Herd mentality is far from a newly breached horizon, but thank God we only had the option of throwing the bathwater out of the window this year – perhaps next year the populace will be given the option of voting whether or not to bring back hanging, with scarcely a photo of Peter Sutcliffe and the headline, “TUT TUT” to help us form an opinion. A little knowledge is a dangerous thing, a truism so keenly held that we are only given a little information in the first place to send our opinions off for stone-cladding.

The order in which we are asked our opinions and are given the requisite information is no longer a pertinent factor: reports on Google’s search analytics in the hours after the Brexit vote allegedly revealing “What is Brexit?” and “What happens if we leave the EU?” being eagerly tapped into the font of all knowledge. News reports showed vacant expressions offering the apology that they didn’t think their vote would count or that they hadn’t realised the implications of their choice – not once in the journey from their sofa to picking up a pencil for the first time in years did the notion occur to them. A map of Europe followed by an item of Syrian refugees was all they required.

Google has the answer to everything. More specifically, Wikipedia and IMDb hold the final answer to all life’s problems. There no longer seems any debate as to whether a fact is correct or an alternative opinion exists, should you feel the need to have an opinion in any way contrary to the status quo. The barometer of how fucked we are remains the first comments on any online newspaper article, from local rag to swankily-designed typeface. Outrage. Shock. Hatred. Devotion. Love. Not final words at a murder trial but commentary on anything from restaurant bills to the passing of television and wireless personalities.
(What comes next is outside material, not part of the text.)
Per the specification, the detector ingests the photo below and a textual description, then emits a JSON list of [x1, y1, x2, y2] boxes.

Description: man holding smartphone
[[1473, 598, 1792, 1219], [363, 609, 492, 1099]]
“Like a lot of famous talented people they’ve done everything seen everything…nothing left but substance use to take them high again…..such a shame…they all seem to go in their fifties…RIP”

Some wise words from a Mail reader today on the death of George Michael, by many accounts a kind, generous person or a self-indulgent drug whore, depending on which article, situated next to each other, you deign to read – or at least ‘get the general idea’ of. Quite who seem to go in their fifties is unclear – Greeks? 80’s pop stars? Charitable benefactors? It got ten ‘likes’ so it’s clearly struck a chord, as well it might in a year so clearly cursed: a baffling claim at the best of times, though not perhaps in a year when “Brexit means Brexit” is seen as the answer to any sort of question.
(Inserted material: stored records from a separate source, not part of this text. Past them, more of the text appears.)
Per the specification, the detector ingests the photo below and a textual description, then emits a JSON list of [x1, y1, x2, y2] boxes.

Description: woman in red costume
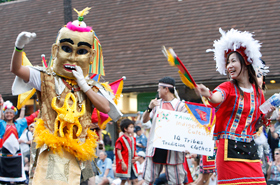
[[196, 28, 274, 185], [0, 100, 37, 184]]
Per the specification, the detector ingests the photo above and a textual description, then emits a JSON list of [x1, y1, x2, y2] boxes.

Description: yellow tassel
[[162, 46, 175, 66], [178, 70, 195, 89], [74, 7, 91, 17], [101, 82, 113, 94]]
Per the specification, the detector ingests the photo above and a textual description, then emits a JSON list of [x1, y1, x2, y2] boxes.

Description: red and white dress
[[115, 134, 138, 178], [209, 81, 266, 185]]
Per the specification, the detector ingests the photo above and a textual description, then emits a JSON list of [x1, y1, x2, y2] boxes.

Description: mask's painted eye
[[61, 46, 72, 53], [77, 49, 88, 55]]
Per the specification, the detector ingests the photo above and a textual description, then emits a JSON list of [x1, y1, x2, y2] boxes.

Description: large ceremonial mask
[[11, 7, 123, 184], [52, 27, 96, 79], [28, 8, 113, 185]]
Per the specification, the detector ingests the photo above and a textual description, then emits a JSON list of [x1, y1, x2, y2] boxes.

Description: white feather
[[3, 101, 13, 109], [207, 28, 263, 75]]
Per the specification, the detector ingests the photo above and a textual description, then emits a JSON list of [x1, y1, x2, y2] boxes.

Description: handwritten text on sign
[[153, 108, 214, 156]]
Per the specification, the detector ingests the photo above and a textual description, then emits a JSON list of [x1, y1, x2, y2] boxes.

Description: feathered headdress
[[3, 101, 17, 114], [206, 28, 263, 75]]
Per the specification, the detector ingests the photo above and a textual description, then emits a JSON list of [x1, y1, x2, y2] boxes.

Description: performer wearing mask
[[10, 7, 121, 185]]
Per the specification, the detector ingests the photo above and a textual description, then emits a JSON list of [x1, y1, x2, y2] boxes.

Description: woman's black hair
[[260, 59, 266, 90], [226, 52, 260, 97]]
As the last gasps of 2016 rattle, we perch on the edge of our seats as to whether we will have an oddly delayed nuclear war (do we throw our relatives into the garden before or after it drops?) or the next international incident prompts widespread “I TOLD YOU SO” bleating; but more than ever, there is little cause for genuine alarm. There are no more surprises, no more twists, no more guesswork. The answers are right at your fingertips – someone on catch-up said so.